Bref, ‘may 23rd 2007’ ne se consomme pas comme le disque indie habituel de ces pages, cependant laissé en bruit de fond ou écouté attentivement au casque, il se révèle réellement passionnant et enthousiasmant, révélant une grande ouverture d’esprit et des dimensions intérieures accueillantes. Bien sûr écouter ce disque a plus à voir avec le séjour dans un caisson d’isolation qu’avec le rapport social, mais on ne s’ennuie pas, rien de tel que de l’écouter les yeux mi-clos somnolent, accroupi dans le calme d’une journée vide et solitaire ou à travers les rues anciennes d’une petite ville vide et isolée.

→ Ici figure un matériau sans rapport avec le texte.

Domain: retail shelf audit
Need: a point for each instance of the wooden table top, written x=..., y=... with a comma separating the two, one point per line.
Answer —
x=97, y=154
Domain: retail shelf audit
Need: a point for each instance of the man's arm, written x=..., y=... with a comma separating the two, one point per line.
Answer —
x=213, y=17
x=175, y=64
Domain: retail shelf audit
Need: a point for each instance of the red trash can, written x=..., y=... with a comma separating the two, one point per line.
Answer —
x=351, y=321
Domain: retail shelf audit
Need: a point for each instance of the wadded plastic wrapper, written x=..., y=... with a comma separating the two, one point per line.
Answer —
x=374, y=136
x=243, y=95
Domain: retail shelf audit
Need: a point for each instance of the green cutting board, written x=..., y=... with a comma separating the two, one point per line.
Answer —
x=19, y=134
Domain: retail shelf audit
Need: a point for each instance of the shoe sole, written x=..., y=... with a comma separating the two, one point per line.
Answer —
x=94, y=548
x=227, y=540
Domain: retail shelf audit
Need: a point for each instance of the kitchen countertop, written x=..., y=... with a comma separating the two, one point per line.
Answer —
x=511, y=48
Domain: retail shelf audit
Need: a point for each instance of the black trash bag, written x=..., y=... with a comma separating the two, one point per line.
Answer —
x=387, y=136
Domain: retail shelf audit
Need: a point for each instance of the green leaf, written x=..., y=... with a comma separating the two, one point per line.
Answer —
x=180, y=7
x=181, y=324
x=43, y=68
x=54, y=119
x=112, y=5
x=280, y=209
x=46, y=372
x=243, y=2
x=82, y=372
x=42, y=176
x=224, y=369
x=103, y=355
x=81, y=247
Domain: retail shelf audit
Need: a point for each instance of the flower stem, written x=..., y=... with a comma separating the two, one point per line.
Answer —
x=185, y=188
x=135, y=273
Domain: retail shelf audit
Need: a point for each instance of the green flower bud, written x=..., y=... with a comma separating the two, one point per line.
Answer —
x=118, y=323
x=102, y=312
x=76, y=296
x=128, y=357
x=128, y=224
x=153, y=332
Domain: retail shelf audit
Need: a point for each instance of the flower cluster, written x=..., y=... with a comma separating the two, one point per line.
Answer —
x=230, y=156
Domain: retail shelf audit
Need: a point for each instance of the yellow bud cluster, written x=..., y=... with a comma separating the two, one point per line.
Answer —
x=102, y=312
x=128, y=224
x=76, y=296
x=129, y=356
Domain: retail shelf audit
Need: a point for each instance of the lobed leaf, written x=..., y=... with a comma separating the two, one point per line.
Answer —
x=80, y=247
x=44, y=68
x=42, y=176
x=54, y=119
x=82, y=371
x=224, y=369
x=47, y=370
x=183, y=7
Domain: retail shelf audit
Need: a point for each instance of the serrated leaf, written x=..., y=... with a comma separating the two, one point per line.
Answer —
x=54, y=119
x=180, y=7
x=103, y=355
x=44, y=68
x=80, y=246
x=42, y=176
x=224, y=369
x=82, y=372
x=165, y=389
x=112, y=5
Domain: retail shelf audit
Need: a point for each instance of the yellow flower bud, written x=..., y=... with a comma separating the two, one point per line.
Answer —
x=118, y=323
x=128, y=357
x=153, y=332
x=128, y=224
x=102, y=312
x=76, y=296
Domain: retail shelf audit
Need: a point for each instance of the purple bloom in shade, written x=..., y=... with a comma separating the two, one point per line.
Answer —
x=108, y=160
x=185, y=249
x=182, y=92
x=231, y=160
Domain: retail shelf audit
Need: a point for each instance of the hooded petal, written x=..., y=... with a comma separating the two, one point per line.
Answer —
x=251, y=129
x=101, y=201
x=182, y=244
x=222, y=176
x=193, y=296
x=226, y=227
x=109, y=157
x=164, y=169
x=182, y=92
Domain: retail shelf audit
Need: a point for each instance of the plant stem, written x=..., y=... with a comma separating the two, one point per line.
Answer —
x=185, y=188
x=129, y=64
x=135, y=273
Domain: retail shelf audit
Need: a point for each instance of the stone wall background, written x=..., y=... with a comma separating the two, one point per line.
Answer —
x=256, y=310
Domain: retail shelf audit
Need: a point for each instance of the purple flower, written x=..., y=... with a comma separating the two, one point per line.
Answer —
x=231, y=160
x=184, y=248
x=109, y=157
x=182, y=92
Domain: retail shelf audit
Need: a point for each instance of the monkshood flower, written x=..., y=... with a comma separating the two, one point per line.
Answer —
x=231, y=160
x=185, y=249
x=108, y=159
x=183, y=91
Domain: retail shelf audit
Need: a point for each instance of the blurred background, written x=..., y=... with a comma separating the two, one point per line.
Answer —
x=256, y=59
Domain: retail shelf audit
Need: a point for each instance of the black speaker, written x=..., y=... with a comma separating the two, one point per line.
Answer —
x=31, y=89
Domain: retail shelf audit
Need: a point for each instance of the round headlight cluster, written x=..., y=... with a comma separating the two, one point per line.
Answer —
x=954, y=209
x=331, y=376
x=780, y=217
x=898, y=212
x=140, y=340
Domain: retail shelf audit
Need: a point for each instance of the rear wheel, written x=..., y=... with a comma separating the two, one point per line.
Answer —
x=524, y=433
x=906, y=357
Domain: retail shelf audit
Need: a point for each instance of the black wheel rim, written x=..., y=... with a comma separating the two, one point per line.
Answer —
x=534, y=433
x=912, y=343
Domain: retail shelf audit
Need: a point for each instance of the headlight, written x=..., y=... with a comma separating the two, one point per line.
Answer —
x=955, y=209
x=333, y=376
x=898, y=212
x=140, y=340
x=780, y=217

Au-delà de son thème, le disque n’a rien de morbide vu que notre propre fin est d’une façon ou d’une autre programmée. Plutôt qu’un disque sur la mort c’est plutôt une œuvre sur cette vie résiduelle, sur ce temps vital non utilisé, ces entre-deux, ces attentes, passages et transferts où les préoccupations sont divagantes, mouillées de cette mélancolie terne, bouche amère et yeux bas.
Peu de gens dépeignent ceci et cela rend The Kallikak Family d’autant plus précieux. Mis à part Andrew Peterson, un temps bassiste de The Microphones, participent à cet album en contribuant aux field recordings une certaine Azure Akamay de Bergamo (Italie) et Andrew T. Royal de Chicago. Cependant, Andrew Peterson de son KG à Portland, Oregon, reste l’artisan éditeur et concepteur des climats sonores.
Ce disque a donc comme principal intérêt de nous dépayser et de nous faire rêver, un voyage tel un ressourcement, une retraite où l’on prend de la distance pour poser certaines décisions et entériner des coupures, une dérive qui nous fait comprendre le prix et l’importance de l’essentiel, nous fait goûter du bout des lèvres à une certaine transcendance.